Em resposta às alegações, Lauro Marques declarou ao Estadão que o país enfrenta uma “crise institucional incrível” e que o cidadão precisa preservar o que tem, citando a Lei Magnitsky como um fator de risco para o Brasil. A Lei Magnitsky permite sanções americanas contra acusados de corrupção e violações de direitos humanos, e foi mencionada em relação ao ministro Alexandre de Moraes, do STF. A alegação falsa era de que, por o Banco do Brasil ter oferecido um cartão ao ministro, o banco estaria em risco de ser cortado de relações internacionais, o que poderia levar à sua falência.
O deputado Gustavo Gayer também publicou um vídeo afirmando que o Banco do Brasil, Bradesco e a Caixa Econômica Federal corriam risco.

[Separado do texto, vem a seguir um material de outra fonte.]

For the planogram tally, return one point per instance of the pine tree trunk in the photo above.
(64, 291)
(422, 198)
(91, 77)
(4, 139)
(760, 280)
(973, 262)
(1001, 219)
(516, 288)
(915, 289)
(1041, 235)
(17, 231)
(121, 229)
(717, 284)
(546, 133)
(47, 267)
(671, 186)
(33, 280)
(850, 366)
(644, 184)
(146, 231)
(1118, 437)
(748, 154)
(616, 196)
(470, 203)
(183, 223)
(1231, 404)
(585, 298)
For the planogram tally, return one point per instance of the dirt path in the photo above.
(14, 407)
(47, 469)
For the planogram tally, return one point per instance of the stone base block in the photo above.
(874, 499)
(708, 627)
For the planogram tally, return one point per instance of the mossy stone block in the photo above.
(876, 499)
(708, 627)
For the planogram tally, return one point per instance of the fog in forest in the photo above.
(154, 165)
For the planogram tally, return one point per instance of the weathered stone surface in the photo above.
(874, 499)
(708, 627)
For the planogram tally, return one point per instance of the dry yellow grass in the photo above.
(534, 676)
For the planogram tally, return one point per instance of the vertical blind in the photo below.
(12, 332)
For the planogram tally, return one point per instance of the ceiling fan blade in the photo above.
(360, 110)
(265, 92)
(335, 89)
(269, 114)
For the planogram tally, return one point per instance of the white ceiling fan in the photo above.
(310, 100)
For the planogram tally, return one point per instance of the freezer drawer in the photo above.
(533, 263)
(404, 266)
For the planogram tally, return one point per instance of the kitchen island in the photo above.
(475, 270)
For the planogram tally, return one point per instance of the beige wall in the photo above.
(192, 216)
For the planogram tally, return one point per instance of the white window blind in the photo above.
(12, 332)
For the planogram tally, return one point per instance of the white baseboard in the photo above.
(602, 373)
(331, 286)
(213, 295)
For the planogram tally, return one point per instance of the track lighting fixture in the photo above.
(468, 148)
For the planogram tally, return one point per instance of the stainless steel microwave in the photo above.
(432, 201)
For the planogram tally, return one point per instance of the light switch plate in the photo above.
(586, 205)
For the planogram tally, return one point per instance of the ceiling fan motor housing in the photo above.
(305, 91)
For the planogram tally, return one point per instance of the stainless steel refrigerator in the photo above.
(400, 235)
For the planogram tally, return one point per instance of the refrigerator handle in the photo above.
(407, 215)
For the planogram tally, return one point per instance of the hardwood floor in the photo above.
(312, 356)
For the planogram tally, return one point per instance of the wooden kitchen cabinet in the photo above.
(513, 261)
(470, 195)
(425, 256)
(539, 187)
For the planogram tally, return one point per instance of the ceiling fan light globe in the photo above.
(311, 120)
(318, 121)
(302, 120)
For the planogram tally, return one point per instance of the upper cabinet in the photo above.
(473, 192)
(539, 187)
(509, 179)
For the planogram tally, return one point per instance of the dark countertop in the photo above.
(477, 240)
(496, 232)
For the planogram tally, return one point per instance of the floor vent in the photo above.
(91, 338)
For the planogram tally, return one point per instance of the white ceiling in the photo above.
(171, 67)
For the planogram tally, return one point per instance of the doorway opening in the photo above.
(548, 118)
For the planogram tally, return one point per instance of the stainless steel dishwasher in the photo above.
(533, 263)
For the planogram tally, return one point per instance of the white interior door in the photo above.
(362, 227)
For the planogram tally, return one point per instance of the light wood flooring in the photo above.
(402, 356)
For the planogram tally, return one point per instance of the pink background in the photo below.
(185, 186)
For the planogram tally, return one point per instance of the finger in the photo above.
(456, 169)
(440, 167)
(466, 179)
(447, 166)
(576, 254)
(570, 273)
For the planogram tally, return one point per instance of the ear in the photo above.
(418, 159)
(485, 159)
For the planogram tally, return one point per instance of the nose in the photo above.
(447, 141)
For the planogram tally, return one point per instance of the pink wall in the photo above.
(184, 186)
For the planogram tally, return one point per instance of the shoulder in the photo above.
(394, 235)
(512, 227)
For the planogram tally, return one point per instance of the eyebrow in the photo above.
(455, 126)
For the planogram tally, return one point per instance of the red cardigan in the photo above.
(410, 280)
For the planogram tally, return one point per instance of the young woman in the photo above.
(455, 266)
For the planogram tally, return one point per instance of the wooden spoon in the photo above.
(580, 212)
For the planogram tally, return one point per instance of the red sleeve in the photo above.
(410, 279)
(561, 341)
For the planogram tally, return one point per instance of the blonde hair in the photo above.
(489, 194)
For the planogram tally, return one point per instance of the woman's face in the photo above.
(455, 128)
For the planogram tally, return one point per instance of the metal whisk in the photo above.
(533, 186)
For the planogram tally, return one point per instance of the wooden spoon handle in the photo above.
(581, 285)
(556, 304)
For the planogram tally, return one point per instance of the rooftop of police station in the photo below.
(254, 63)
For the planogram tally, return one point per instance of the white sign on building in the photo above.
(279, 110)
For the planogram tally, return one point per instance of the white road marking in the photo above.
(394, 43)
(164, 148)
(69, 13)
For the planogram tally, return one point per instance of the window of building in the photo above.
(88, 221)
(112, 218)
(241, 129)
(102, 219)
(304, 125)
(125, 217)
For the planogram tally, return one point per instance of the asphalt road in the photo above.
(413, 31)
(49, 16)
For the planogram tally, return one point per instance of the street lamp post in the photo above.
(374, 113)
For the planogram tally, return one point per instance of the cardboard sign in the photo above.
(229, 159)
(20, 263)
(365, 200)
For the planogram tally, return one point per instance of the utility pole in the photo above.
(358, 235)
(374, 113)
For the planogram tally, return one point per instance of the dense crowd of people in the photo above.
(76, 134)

Procurados, Bradesco e Caixa não comentaram. O Banco do Brasil emitiu nota informando que acompanha publicações inverídicas e maliciosas com o objetivo de gerar pânico e que tomará medidas legais para proteger sua reputação. O banco também enviou um ofício à Advocacia-Geral da União (AGU) alegando difusão de notícias falsas por Eduardo Bolsonaro, o que levou a AGU a apresentar notícia-crime à Polícia Federal.
O Drex sob ataque e o legado do Pix
A desinformação não poupa o Drex. O influenciador Marcos Trombetta, com 148 mil seguidores, alertou em um vídeo que o Drex aprisionaria financeiramente os brasileiros, tornando o dinheiro “100% rastreável” e permitindo que autoridades tivessem “total controle sobre onde você gasta, como você gasta, quanto você ganha e a hora em que eles puderem tirar de sua conta bancária”. Trombetta, que se apresenta como professor e mentor, vende cursos sobre como construir uma “nova realidade usando o poder” da mente e livros sobre Finanças.
O Drex, desenvolvido pelo Banco Central desde 2020, é a versão digital do real. Ele não substituirá o dinheiro em espécie, mas oferecerá uma opção adicional para transações, com foco inicial em grandes operações financeiras, proporcionando mais segurança. Cerca de 130 países exploram projetos semelhantes. No entanto, o agrônomo Vanderlei Campos Jr., com 1,2 milhão de seguidores, propagou um vídeo falso afirmando que o Drex limitaria o uso de benefícios sociais a estabelecimentos próximos à residência do beneficiado, algo que não faz parte do projeto. Ele retirou o vídeo do ar após ser procurado.
O Pix, lançado em 2020, também já foi alvo de ataques. Em janeiro, o deputado Nikolas Ferreira publicou um vídeo sobre a taxação do Pix e o monitoramento de transações acima de R$ 5 mil, o que, segundo ele, prejudicaria trabalhadores informais. A repercussão levou o governo a recuar em medidas de aumento da fiscalização. Amarildo Filho, candidato a deputado estadual em Goiás, também afirmou em um vídeo visto por mais de 300 mil pessoas que o Drex era mais assustador que o acesso da Receita Federal às informações do Pix, e que o real digital acabaria com o dinheiro em espécie.
A discussão sobre o PL 4068 de 2020, que propõe o fim do dinheiro em espécie em cinco anos, também foi distorcida. O projeto, parado desde 2023, visava reduzir a informalidade, corrupção e lavagem de dinheiro, mas a narrativa disseminada falava em prisão para quem portasse mais de R$ 1.500 em espécie. A Federação Brasileira dos Bancos (Febraban) informou que a Confederação Nacional das Instituições Financeiras (FIn) está à frente do assunto, mas não quis comentar a onda de desinformação.